|
OpenBSD Installation and Upgrading Installing and upgrading OpenBSD. |
|
Thread Tools | Display Modes |
|
|||
Can't install 5.8 can install 5.7
I get the below error message when I try to install 5.8.
I have completely installed 5.7 on the exact same hardware before and after the failed install of 5.8. I tried to install from the install58.fs and from miniroot58.fs and I tried to upgrade a 5.7 install to 5.8. Every time I get the same error. Also if I try to ping from the command prompt on the 5.8 install image the first ping goes through and the I get the "Illegal instruction" error I assume this would be true for a number of commands since it seems to happen when the installer tries to unzip something and when I try to ping something. Code:
zip: stdin: Input/output error tar: End of archive volume 1 reached Illegal instruction ftp: Can't open file ///mnt/usr/share/sysmerge/etc.tgz: No such file or directory gzip: stdin: unrecognized file format tar: End of archive volume 1 reached tar: Sorry, unable to determine archive format. Installation of base58.tgz failed. Continue anyway? [no] then a link to some pictures of the problem happening. then a link to my dmesg output running 5.7 if i could figure out how to copy and paste from the install img to the internet i would give a paste of the dmesg output on the 5.8 install img. https://gist.github.com/i3luefire/9fd73e1b7f284bc6ca16 https://imgur.com/a/1HJgP https://gist.github.com/i3luefire/623b62a44affdc47ad44 |
|
|||
Yes. Actually and I just tried the 5.9 snapshot of amd64 and the problem still exists.
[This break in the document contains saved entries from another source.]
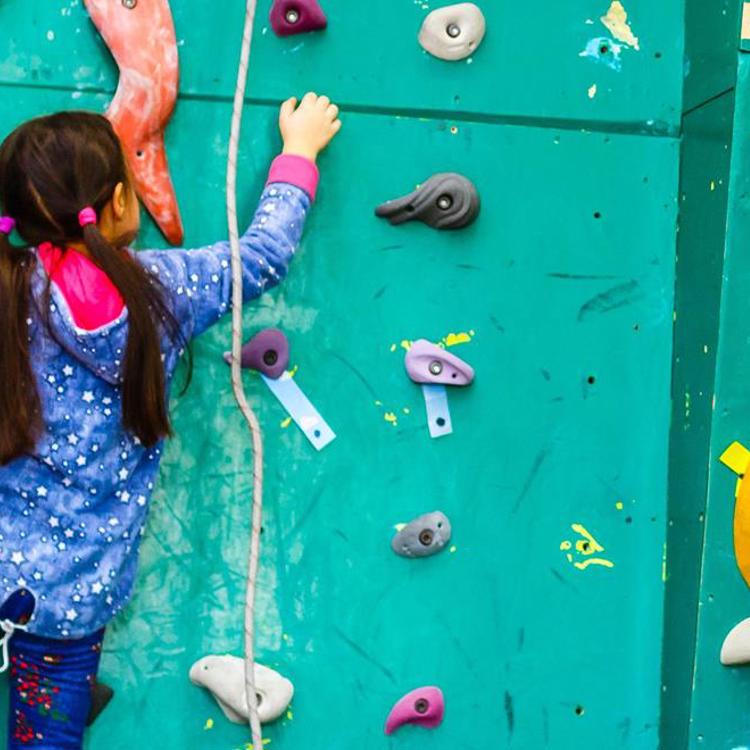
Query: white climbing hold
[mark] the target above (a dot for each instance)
(224, 677)
(453, 32)
(736, 647)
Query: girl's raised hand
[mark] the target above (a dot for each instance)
(308, 128)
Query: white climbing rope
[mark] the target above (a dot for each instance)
(237, 387)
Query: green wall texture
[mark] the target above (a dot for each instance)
(591, 412)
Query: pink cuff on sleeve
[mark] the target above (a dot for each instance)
(296, 170)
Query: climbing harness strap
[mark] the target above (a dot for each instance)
(8, 628)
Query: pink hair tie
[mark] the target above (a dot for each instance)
(7, 224)
(86, 216)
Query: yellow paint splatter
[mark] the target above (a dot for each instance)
(249, 745)
(450, 339)
(616, 21)
(585, 546)
(454, 339)
(594, 561)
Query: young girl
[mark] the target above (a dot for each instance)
(91, 335)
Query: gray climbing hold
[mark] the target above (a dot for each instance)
(447, 200)
(424, 536)
(736, 647)
(453, 32)
(224, 677)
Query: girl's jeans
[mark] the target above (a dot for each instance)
(50, 690)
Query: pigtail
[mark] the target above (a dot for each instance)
(57, 174)
(144, 403)
(20, 407)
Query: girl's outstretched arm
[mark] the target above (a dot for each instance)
(200, 280)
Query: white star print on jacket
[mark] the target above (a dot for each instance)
(72, 514)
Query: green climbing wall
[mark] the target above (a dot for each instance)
(544, 623)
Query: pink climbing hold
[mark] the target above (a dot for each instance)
(297, 16)
(423, 706)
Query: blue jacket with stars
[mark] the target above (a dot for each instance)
(72, 514)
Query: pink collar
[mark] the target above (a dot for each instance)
(93, 299)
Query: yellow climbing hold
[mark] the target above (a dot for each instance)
(736, 457)
(616, 21)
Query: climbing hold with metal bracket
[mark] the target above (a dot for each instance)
(434, 368)
(424, 706)
(297, 16)
(447, 200)
(424, 536)
(453, 32)
(736, 647)
(224, 677)
(268, 353)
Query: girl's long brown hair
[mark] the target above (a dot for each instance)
(51, 168)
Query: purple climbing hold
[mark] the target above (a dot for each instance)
(297, 16)
(266, 352)
(423, 706)
(428, 363)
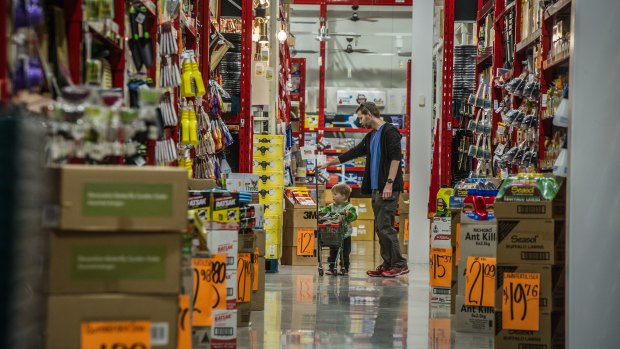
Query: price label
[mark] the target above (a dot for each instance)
(116, 335)
(244, 277)
(480, 281)
(184, 338)
(520, 304)
(441, 267)
(305, 242)
(255, 266)
(209, 288)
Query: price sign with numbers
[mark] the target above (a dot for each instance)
(209, 288)
(520, 301)
(184, 338)
(305, 242)
(441, 267)
(116, 334)
(244, 278)
(480, 281)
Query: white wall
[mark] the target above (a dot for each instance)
(594, 176)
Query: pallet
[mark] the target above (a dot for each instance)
(271, 266)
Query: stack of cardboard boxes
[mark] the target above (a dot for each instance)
(364, 226)
(531, 246)
(269, 165)
(300, 223)
(115, 256)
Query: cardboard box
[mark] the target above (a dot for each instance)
(403, 203)
(474, 319)
(244, 312)
(440, 232)
(102, 262)
(300, 216)
(364, 207)
(363, 230)
(260, 241)
(67, 313)
(552, 284)
(224, 329)
(258, 297)
(534, 241)
(440, 295)
(551, 333)
(108, 198)
(290, 257)
(479, 240)
(201, 184)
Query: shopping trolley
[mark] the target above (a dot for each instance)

Also
wierder thing is when i use ping it gets one result before getting the error "Illegal instruction" if i do ping -c 1 google.com it has no error but with ping -c 2 google.com it has the error these are some pictures and a dmesg from the i386 install https://drive.google.com/folderview?...U0&usp=sharing Last edited by i3luefire; 25th December 2015 at 07:09 AM. Reason: add link. |
|
|||
okay. i reported it.
but now i have a new bit of info. i used my intel i5 laptop to install 5.9 amd64 to an external hard drive and when i put it on the celeron computer it will boot fine like the install media... but i still have the same illegal instruction message when i try to ping with more than -c 1 |
|
|||
No. strangely it does not or at least i can't find it. but i have *.core files from ftp ntpd and tmux. i sent this along with my last update on the mailing list.
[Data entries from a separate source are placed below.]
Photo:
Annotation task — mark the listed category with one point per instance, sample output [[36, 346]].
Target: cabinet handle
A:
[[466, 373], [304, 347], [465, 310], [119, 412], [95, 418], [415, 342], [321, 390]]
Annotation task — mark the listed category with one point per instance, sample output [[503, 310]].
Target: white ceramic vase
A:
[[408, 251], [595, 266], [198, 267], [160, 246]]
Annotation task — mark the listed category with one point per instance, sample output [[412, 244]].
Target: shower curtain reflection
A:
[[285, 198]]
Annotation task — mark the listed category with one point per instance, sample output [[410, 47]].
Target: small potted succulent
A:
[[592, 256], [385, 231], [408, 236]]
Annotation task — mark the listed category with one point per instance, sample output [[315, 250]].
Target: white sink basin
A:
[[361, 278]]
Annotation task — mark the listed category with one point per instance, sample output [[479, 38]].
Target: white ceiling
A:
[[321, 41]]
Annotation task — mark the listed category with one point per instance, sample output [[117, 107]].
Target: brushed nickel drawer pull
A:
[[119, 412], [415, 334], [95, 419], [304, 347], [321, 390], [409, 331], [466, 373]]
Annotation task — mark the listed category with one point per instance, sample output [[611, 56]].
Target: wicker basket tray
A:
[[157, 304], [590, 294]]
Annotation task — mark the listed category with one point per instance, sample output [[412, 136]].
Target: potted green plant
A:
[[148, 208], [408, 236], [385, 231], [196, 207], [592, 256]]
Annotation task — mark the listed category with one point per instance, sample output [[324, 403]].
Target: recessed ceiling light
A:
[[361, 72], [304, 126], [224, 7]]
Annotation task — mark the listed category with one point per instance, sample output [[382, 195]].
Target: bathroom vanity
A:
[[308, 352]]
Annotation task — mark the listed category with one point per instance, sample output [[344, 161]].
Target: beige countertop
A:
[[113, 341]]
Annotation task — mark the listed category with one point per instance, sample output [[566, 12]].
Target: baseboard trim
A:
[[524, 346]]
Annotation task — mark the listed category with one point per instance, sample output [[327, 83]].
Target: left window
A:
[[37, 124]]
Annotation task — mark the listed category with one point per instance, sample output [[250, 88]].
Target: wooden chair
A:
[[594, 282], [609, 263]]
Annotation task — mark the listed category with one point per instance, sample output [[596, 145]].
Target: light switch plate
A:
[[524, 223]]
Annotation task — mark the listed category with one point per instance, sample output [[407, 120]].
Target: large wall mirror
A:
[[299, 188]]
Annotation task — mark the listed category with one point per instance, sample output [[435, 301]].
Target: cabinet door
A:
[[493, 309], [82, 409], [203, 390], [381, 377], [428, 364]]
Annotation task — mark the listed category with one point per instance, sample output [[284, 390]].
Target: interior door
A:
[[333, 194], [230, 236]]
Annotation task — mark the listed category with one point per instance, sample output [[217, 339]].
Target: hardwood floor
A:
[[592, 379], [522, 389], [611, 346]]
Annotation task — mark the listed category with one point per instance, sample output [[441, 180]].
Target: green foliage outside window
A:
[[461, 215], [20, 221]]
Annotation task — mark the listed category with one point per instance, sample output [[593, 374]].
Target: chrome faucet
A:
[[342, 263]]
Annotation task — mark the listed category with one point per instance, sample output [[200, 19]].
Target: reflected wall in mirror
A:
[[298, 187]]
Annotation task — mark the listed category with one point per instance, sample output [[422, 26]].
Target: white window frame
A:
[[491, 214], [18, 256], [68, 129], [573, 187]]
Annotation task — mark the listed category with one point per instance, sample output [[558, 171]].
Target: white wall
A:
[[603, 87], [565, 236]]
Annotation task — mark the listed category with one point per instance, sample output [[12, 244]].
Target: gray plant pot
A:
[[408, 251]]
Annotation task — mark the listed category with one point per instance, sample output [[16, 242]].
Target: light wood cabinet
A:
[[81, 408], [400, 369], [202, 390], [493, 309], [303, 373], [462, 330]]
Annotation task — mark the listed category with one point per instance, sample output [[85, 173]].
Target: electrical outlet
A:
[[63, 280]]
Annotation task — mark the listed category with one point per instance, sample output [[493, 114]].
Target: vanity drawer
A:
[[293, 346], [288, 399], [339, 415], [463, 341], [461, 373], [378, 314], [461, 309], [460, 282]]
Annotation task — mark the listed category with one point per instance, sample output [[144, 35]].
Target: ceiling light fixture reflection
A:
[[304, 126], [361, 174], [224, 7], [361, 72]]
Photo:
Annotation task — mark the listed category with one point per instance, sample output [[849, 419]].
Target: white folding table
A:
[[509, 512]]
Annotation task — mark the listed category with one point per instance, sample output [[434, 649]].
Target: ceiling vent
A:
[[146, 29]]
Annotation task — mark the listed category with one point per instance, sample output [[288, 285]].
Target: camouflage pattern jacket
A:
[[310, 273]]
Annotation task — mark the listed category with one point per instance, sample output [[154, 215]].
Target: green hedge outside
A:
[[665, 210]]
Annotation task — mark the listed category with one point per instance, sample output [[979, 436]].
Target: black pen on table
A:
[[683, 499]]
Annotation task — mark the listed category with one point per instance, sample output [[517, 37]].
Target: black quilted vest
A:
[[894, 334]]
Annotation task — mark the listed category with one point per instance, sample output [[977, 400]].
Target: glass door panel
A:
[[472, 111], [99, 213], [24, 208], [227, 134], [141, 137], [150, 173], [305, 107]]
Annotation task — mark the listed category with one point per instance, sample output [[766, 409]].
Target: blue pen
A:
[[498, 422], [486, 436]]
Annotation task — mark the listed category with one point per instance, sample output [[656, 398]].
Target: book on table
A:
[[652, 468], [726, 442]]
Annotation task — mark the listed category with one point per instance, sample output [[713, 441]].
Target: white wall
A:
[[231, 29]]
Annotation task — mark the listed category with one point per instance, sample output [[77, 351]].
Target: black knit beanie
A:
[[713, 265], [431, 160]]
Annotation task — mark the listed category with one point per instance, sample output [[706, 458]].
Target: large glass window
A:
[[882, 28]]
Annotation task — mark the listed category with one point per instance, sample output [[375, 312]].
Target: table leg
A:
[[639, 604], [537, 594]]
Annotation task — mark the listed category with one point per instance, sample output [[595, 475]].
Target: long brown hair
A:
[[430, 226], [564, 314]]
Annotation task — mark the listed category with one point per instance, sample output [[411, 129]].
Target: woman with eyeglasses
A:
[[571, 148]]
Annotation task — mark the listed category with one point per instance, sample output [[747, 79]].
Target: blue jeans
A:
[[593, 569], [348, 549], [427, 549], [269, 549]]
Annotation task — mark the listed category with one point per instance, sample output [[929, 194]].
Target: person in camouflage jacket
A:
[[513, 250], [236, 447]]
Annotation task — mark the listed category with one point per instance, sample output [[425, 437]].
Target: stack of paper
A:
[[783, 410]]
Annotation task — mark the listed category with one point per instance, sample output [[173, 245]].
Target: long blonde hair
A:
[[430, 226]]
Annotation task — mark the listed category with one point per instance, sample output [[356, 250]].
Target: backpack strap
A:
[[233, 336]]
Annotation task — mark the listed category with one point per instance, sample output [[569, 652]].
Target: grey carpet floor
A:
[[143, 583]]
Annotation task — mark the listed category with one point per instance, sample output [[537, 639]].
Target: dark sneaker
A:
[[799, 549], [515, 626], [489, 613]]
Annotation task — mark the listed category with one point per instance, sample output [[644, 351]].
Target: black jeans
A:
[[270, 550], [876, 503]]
here are some core dumps related to this problem. https://github.com/i3luefire/openbsd...ive/master.zip and here is the gdb output from those core dumps https://gist.github.com/i3luefire/3b1177deef1ef473735b |
|
||||
I built ntpd (since that was your first core file) with debugging symbols, and ran gdb against your core file, hoping for a match. If this is correct, the failure is in line 262 of ntpd.c:
Code:
if ((nfds = poll(pfd, i, timeout)) == -1) Last edited by jggimi; 27th December 2015 at 12:21 AM. Reason: typos |
|
||||
OK, that syscall is defined in /usr/src/sys/kern/syscalls.master as sys_ppoll. That function is in /usr/src/sys/kern/sys_generic.c.
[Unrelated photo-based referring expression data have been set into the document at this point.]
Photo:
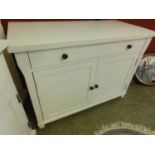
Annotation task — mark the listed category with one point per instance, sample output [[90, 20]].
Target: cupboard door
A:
[[64, 89], [111, 76]]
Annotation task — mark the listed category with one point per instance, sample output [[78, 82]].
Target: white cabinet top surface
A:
[[3, 44], [31, 36]]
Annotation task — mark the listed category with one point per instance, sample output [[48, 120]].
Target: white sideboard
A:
[[71, 66]]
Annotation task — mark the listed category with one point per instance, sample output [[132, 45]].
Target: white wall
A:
[[1, 31]]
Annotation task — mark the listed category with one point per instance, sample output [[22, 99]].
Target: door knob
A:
[[64, 56], [96, 86]]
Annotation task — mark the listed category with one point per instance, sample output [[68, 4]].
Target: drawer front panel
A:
[[65, 55]]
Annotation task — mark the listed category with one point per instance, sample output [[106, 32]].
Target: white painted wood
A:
[[134, 67], [31, 36], [12, 116], [64, 89], [25, 67], [52, 57], [111, 75], [3, 44], [97, 55]]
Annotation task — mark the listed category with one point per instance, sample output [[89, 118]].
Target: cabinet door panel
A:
[[63, 89], [111, 75]]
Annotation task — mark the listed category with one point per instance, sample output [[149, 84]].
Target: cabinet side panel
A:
[[24, 65]]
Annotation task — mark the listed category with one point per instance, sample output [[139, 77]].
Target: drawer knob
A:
[[129, 46], [91, 88], [96, 86], [64, 56]]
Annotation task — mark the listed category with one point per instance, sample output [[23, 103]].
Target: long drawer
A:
[[65, 55]]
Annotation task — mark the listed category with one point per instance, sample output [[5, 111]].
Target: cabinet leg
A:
[[123, 94], [41, 126]]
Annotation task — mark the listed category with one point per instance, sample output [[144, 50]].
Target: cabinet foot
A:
[[123, 94], [41, 126]]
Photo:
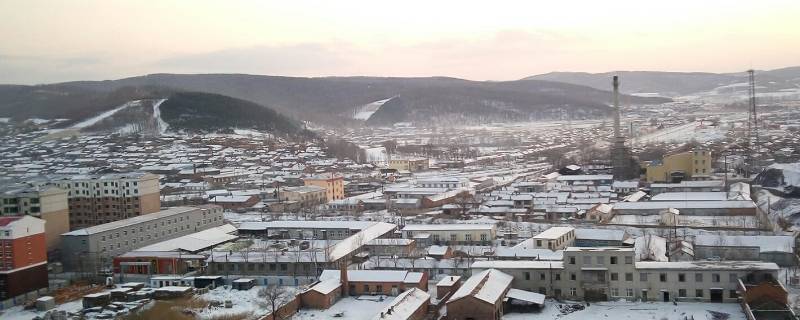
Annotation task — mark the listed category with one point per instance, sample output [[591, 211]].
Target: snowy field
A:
[[361, 308], [638, 311], [244, 301], [17, 313]]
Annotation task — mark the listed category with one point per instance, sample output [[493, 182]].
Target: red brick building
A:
[[480, 297], [23, 255], [388, 282]]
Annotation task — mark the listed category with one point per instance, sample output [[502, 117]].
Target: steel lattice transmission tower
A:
[[752, 146]]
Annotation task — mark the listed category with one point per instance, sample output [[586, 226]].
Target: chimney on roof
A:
[[343, 279]]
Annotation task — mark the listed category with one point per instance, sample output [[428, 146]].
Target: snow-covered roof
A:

The revision of sys_generic.c with OpenBSD 5.7 was 1.96. Looking through the syscall and its subfunction that does the work, doppoll(), I can see the addition of a POLLNOHUP loop at 1.98. I don't know if that's applicable to the problem or not, but its the only apparent change since 5.7 to my unskilled eyes. The commit log says: Code:
revision 1.98 date: 2015/05/10 22:35:38; author: millert; state: Exp; lines: +5 -3; commitid: rtX5Mpzd4CgHtDmM; Set POLLHUP even if no valid events were specified as per POSIX. Since we use the poll backend for select(2), care must be taken not to set the fd's bit in writefds in this case. A kernel-only flag, POLLNOHUP, is used by selscan() to tell the poll backend not to return POLLHUP on EOF. This is currently only used by fifo_poll(). The fifofs regress now passes. OK guenther@ Code:
@@ -953,8 +940,10 @@ doppoll(struct proc *p, struct pollfd *f if ((error = copyin(fds, pl, sz)) != 0) goto bad; - for (i = 0; i < nfds; i++) + for (i = 0; i < nfds; i++) { + pl[i].events &= ~POLLNOHUP; pl[i].revents = 0; + } if (tsp != NULL) { getnanouptime(&rts); Last edited by jggimi; 27th December 2015 at 01:00 AM. Reason: typos |
|
|||
That does not help me because it is a bit over my head. but thank you for your response. if you think that may help the people on the mailing list solve the problem I hope you will send that reply to the ppl on the mailing list. bugs@
|
|
||||
No, I don't think it will help -- the .core file needs to match the symbols in the source code exactly, and it doesn't. There's nothing in that section of the poll() syscall code that indicates to me anything very special -- the change which touched the code only runs through the array of pl structures, setting variables.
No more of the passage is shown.